Universo da obra
Universo da obra
Numa banca de açougue, uma mulher estava especulando sobre linguiça para o jantar. Quando passei por ela, ergueu os olhos para mim. Tinha apenas um dente na frente da boca. Eu me tornara tão nervoso e tão facilmente impressionável nos últimos dias que o rosto da mulher me causou uma impressão repugnante. O longo toco amarelo parecia um dedinho apontando para fora de sua gengiva, e seu olhar ainda estava cheio de linguiça quando ela o voltou para mim.

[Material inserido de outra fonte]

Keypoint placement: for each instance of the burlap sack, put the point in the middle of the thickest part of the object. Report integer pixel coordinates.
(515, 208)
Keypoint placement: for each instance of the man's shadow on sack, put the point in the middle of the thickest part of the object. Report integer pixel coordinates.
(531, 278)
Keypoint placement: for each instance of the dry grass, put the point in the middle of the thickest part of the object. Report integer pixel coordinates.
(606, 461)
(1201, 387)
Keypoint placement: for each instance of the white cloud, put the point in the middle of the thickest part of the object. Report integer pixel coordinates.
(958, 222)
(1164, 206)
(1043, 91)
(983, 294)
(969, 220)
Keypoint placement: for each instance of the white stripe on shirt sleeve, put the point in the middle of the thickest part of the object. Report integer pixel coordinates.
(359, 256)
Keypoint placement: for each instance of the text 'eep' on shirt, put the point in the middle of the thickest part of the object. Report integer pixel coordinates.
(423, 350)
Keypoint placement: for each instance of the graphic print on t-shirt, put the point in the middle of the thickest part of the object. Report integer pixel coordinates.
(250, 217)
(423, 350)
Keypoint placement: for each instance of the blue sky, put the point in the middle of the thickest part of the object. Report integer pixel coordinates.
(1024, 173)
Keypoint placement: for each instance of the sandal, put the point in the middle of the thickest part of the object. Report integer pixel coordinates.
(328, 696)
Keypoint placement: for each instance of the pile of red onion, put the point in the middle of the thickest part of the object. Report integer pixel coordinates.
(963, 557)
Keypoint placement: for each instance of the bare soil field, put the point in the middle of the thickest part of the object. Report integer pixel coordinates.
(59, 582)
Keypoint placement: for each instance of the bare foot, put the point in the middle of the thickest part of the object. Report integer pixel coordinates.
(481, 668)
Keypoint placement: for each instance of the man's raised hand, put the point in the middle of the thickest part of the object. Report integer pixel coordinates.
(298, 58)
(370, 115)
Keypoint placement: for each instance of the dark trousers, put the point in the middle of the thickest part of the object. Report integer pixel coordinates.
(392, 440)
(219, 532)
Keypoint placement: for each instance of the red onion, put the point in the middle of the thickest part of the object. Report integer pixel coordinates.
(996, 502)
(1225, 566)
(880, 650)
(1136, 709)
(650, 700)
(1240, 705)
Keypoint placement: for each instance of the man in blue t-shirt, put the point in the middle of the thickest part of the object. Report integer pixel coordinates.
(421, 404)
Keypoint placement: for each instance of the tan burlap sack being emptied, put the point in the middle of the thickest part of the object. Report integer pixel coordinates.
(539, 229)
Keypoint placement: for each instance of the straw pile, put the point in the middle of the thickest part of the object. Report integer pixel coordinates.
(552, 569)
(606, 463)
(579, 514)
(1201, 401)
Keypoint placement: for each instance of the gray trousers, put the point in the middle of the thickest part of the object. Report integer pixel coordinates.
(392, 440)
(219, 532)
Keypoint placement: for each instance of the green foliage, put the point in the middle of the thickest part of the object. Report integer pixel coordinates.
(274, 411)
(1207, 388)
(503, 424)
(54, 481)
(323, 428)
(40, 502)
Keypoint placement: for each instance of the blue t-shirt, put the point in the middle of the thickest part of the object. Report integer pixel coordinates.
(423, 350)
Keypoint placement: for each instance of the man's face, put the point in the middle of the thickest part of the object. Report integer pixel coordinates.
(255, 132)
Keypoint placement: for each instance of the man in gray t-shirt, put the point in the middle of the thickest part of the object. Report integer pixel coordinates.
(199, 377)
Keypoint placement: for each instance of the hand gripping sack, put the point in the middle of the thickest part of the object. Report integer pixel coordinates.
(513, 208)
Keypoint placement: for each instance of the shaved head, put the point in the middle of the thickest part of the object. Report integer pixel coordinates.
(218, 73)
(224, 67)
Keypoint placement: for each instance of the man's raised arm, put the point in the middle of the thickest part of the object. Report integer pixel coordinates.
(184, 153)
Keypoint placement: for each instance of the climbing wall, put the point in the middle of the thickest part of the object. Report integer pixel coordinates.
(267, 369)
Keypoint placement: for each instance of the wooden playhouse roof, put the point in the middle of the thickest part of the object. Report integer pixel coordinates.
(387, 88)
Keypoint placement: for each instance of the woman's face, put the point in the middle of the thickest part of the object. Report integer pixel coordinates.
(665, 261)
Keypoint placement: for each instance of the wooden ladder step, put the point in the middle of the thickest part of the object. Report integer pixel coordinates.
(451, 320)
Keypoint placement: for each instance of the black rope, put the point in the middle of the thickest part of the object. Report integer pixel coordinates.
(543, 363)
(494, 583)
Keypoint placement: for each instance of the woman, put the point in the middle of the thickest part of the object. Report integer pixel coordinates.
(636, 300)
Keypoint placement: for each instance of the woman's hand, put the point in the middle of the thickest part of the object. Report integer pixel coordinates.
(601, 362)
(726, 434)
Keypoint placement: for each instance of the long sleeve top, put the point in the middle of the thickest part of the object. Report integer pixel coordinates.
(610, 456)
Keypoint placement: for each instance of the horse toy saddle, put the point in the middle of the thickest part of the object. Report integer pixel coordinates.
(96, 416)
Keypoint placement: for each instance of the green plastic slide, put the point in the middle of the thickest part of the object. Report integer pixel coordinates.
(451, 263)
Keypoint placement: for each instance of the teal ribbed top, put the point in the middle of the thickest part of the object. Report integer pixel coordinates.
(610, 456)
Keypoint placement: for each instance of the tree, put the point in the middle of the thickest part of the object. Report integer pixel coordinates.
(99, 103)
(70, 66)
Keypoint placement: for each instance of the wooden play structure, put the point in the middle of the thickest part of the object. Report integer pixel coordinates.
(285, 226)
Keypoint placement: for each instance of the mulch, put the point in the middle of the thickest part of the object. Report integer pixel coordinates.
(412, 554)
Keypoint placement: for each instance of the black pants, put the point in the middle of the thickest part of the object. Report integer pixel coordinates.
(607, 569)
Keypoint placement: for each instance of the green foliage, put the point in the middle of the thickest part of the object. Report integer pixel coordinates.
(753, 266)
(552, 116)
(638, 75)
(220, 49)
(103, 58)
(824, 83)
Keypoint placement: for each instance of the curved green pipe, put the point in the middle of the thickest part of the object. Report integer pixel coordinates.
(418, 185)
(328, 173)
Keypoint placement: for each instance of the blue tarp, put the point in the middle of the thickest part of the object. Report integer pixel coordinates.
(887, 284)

Perdi imediatamente todo o apetite, e uma sensação de náusea me invadiu. Quando cheguei à praça do mercado, fui até a fonte e bebi um pouco. Ergui os olhos; o mostrador marcava dez horas na torre de Nosso Salvador.

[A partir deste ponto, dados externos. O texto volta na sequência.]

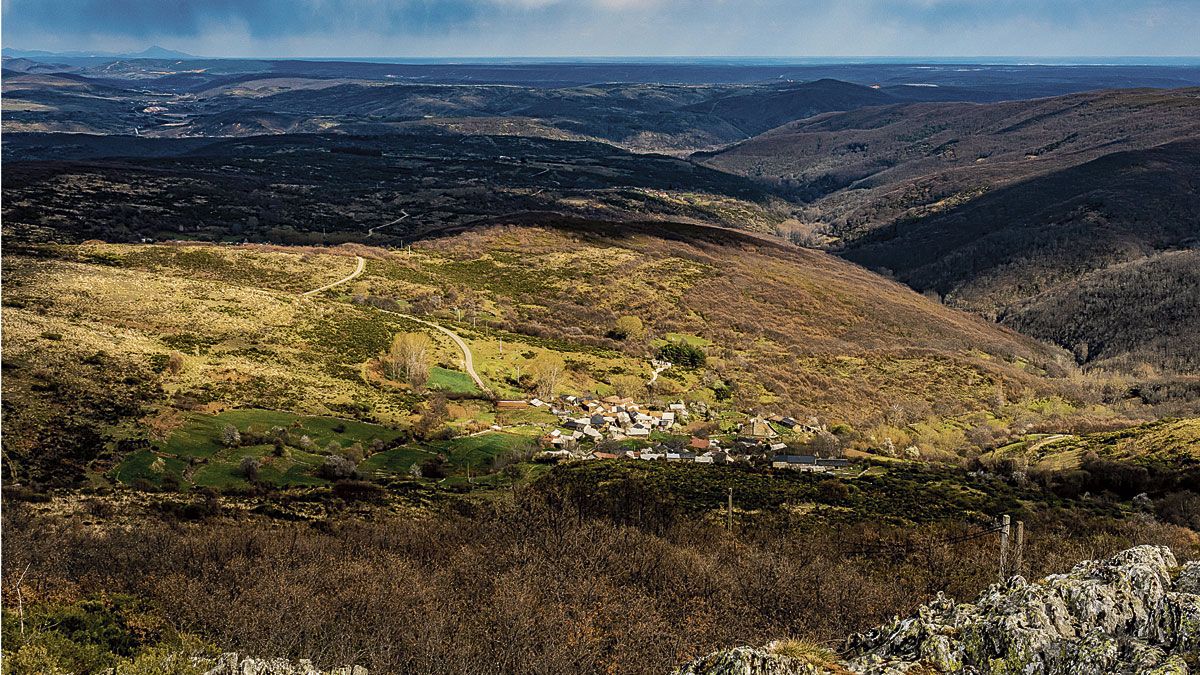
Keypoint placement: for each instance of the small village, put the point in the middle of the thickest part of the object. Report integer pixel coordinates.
(615, 428)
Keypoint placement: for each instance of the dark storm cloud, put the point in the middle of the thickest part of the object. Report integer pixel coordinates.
(611, 27)
(262, 18)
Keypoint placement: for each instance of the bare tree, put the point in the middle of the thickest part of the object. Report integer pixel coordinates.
(229, 436)
(408, 359)
(547, 371)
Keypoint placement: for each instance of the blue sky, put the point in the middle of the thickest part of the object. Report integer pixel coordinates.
(611, 28)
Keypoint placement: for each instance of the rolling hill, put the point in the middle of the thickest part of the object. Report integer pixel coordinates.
(1101, 258)
(785, 329)
(1048, 215)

Continuei pelas ruas, apático, sem me preocupar com coisa alguma, parei sem propósito numa esquina, desviei por uma rua lateral sem ter ali nenhum encargo. Eu simplesmente me abandonava, vagueava pela manhã agradável, balançando-me despreocupado para lá e para cá entre outros seres humanos felizes. O ar estava claro e luminoso, e minha mente também não tinha sombra.
Durante bons dez minutos, eu tivera à minha frente um velho manco. Levava um embrulho numa das mãos e empenhava o corpo inteiro, usando toda a força em seus esforços para avançar depressa. Eu podia ouvir como ele ofegava de esforço, e ocorreu-me que poderia oferecer-me para carregar seu embrulho, mas, ainda assim, não fiz esforço algum para alcançá-lo. Lá em Graendsen encontrei Hans Pauli, que acenou com a cabeça e passou às pressas por mim. Por que tanta pressa? Eu não tinha a menor intenção de lhe pedir um xelim e, mais do que isso, pretendia, na primeira oportunidade, devolver-lhe uma manta que tomara emprestada algumas semanas antes.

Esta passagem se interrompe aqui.